I say to the committee, that my action in the premises is taken from a sense of public duty, and that I am ready and willing to aid your committee to the full extent of my ability and time in the further uncovering of the facts. HERBERT J. BROWNE.

WASHINGTON, D. C., March 28, 1912.

The CHAIRMAN. Gentlemen of the committee, Mr. Easby-Smith is present this morning, and I have laid before him the informal result of the committee's conference the other day; and Mr. EasbySmith, I believe, is willing to serve the committee without expecting pay from the committee. What is your pleasure with reference to that matter?

Mr. GEORGE. I move, Mr. Chairman, that Mr. Easby-Smith be engaged as the attorney for the committee for this investigation. The CHAIRMAN. "Engaged" is, under the circumstances, perhaps a stronger word than would fit the occasion.
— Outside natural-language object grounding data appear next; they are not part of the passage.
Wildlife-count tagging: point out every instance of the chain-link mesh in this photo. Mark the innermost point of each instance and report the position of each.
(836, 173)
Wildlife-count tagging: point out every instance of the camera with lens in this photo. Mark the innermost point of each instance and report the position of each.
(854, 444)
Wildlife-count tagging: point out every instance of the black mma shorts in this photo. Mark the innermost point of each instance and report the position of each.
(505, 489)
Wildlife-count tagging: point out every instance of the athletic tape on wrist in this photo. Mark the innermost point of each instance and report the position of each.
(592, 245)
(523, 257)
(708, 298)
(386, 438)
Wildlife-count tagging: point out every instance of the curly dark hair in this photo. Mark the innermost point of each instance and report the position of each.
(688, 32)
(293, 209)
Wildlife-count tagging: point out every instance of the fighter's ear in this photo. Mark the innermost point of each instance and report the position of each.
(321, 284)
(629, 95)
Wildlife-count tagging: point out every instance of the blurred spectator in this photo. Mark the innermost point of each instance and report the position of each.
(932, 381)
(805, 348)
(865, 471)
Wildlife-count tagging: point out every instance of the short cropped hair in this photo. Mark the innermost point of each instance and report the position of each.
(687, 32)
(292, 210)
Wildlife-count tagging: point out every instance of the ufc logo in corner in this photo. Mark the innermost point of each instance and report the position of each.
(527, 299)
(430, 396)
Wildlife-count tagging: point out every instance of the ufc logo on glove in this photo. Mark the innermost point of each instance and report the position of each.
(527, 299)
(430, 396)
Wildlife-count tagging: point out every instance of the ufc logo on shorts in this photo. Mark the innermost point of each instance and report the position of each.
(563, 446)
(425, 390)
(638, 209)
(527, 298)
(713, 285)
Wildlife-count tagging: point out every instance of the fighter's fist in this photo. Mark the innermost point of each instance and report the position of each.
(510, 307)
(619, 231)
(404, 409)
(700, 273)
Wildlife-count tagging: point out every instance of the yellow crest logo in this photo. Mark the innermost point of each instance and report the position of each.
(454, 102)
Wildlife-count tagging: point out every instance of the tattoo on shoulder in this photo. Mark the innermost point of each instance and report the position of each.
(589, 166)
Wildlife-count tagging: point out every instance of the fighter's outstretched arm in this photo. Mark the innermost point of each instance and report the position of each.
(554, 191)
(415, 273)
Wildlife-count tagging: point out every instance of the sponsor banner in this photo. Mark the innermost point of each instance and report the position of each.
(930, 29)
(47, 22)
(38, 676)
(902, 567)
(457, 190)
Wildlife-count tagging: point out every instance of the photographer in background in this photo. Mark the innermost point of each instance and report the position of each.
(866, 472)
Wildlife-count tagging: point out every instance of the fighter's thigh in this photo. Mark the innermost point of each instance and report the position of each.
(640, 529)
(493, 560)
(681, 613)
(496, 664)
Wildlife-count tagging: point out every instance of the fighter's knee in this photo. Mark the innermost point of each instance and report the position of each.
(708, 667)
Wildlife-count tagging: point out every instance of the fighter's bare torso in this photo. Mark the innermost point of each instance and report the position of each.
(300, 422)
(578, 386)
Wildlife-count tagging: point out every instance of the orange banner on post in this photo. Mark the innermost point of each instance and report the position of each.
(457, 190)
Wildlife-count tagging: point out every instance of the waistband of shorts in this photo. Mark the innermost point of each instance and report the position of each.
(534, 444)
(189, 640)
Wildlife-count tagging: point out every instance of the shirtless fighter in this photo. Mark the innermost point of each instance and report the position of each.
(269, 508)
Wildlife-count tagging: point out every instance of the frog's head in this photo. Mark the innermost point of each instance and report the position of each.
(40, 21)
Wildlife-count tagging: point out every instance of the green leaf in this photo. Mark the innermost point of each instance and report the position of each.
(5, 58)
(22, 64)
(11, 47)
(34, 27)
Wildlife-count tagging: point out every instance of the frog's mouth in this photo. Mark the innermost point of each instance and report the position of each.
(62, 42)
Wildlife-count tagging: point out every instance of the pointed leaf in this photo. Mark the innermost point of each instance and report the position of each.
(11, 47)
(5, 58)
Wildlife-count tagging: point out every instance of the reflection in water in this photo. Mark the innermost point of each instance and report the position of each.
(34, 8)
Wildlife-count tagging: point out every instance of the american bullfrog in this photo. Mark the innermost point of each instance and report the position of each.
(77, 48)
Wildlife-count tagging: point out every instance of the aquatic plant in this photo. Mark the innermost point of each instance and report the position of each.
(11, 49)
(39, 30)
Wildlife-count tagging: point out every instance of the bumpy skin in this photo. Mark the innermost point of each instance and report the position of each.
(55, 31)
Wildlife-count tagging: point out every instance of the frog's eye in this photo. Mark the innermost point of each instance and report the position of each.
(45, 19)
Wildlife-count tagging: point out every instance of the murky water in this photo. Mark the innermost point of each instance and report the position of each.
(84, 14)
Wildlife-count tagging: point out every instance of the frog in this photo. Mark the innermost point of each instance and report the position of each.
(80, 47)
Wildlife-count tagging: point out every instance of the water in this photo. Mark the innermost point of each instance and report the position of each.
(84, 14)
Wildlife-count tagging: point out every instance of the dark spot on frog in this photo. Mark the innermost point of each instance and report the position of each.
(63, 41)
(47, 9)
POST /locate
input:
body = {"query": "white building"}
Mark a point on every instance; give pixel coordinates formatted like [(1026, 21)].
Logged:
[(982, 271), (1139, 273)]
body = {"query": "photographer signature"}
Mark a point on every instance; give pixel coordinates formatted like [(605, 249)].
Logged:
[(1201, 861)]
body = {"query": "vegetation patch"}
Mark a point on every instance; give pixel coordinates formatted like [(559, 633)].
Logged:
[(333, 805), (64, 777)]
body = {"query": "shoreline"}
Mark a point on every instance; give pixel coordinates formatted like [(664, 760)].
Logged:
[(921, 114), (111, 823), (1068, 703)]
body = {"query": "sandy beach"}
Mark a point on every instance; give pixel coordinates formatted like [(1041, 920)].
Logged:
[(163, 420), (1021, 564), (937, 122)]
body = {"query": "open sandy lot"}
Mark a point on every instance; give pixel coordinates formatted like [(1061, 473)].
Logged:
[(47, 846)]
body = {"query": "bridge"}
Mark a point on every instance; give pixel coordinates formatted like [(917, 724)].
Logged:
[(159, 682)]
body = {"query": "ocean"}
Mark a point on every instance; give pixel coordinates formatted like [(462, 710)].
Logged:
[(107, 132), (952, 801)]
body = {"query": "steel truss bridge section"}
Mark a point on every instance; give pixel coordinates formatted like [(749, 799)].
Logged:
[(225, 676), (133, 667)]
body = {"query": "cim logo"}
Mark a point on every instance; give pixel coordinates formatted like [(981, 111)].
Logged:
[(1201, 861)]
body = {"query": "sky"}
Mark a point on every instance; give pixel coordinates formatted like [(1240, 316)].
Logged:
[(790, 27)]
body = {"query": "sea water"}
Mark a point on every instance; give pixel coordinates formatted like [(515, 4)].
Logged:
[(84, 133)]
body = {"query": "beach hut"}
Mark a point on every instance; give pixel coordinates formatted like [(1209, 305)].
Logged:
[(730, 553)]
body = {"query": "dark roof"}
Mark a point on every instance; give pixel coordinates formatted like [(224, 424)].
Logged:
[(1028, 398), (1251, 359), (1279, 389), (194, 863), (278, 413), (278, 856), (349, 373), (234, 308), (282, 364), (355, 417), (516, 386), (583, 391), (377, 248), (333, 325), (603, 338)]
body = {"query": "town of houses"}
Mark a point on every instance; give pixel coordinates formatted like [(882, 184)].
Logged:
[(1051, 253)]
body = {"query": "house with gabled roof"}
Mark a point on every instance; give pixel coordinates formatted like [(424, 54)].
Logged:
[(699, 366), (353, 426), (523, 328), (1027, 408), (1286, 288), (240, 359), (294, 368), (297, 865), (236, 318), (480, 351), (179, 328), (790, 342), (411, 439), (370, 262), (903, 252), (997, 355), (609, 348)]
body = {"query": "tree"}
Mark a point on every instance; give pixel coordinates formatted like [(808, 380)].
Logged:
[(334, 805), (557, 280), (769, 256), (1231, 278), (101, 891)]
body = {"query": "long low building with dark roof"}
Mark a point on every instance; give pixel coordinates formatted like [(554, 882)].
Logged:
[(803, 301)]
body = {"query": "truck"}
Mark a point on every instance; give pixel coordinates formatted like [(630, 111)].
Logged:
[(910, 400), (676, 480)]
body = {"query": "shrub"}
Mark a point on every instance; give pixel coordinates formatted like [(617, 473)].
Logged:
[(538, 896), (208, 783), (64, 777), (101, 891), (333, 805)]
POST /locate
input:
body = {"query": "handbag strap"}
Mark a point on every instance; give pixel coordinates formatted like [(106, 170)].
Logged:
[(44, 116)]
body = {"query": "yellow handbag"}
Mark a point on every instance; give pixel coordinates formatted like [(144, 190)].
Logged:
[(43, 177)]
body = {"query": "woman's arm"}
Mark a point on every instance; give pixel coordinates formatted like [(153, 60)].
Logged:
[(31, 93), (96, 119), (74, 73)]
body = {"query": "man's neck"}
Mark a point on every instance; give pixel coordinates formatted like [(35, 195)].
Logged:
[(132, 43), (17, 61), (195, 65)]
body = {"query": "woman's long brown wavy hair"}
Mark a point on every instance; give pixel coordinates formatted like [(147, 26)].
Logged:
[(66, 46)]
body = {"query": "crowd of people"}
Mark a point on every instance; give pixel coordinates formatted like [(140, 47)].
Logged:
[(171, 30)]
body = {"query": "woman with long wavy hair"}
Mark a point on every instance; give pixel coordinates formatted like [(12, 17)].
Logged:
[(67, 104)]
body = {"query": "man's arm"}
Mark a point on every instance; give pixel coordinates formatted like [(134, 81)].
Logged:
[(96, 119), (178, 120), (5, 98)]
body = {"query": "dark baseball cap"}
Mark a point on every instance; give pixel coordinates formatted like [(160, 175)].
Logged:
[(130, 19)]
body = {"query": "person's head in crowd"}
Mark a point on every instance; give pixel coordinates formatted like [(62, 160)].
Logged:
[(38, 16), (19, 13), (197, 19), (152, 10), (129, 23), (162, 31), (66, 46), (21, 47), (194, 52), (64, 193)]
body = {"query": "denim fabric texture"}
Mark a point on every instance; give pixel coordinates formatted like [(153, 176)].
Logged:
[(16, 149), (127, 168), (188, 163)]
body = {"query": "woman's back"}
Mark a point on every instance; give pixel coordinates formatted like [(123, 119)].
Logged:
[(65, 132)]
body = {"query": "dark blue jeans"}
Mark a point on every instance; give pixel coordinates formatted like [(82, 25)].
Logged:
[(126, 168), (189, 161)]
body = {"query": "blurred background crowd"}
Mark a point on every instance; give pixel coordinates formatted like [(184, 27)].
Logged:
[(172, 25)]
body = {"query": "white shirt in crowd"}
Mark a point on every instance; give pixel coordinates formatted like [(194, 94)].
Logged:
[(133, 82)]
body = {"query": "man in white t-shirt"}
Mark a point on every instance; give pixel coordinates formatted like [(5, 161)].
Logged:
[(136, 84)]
Mr. GEORGE. Well, "invited" to act as the attorney.

Mr. CALLOWAY. I second the motion.

The CHAIRMAN. It has been moved and seconded that Mr. EasbySmith be invited to act for the committee in conducting this investigation.

Mr. MONDELL. Mr. Chairman, I move to amend that by a motion. that the chair proceed with the investigation, securing such assistance in interrogating witnesses as may be necessary.

Mr. BURKE. What does that contemplate?

Mr. MONDELL. That contemplates carrying on or conducting the hearing by the chairman. Of course, it would not bar him from allowing other people to ask questions if he saw fit. My idea is that we should not recognize the right of some one outside of the committee to conduct the investigation.

The CHAIRMAN. The chair would have put the motion of Mr. George so that it would, of course, include that-that he would do it, subject to the control and direction of the committee. Mr. Mondell moves as a substitute, really, that the investigation be conducted by the chairman, and that he be authorized to invite such assistance as he may see fit for the purpose of examining witnesses, and otherwise.

Mr. GEORGE. Before the matter is put to a vote I should like to ask the chairman whether he discovers in the substitute anything that is material that is not covered by the original motion. If it would be a material help, I do not know why Mr. Mondell's substitute should not be accepted; and I really do not see where there is going to be any assistance in any other way than this.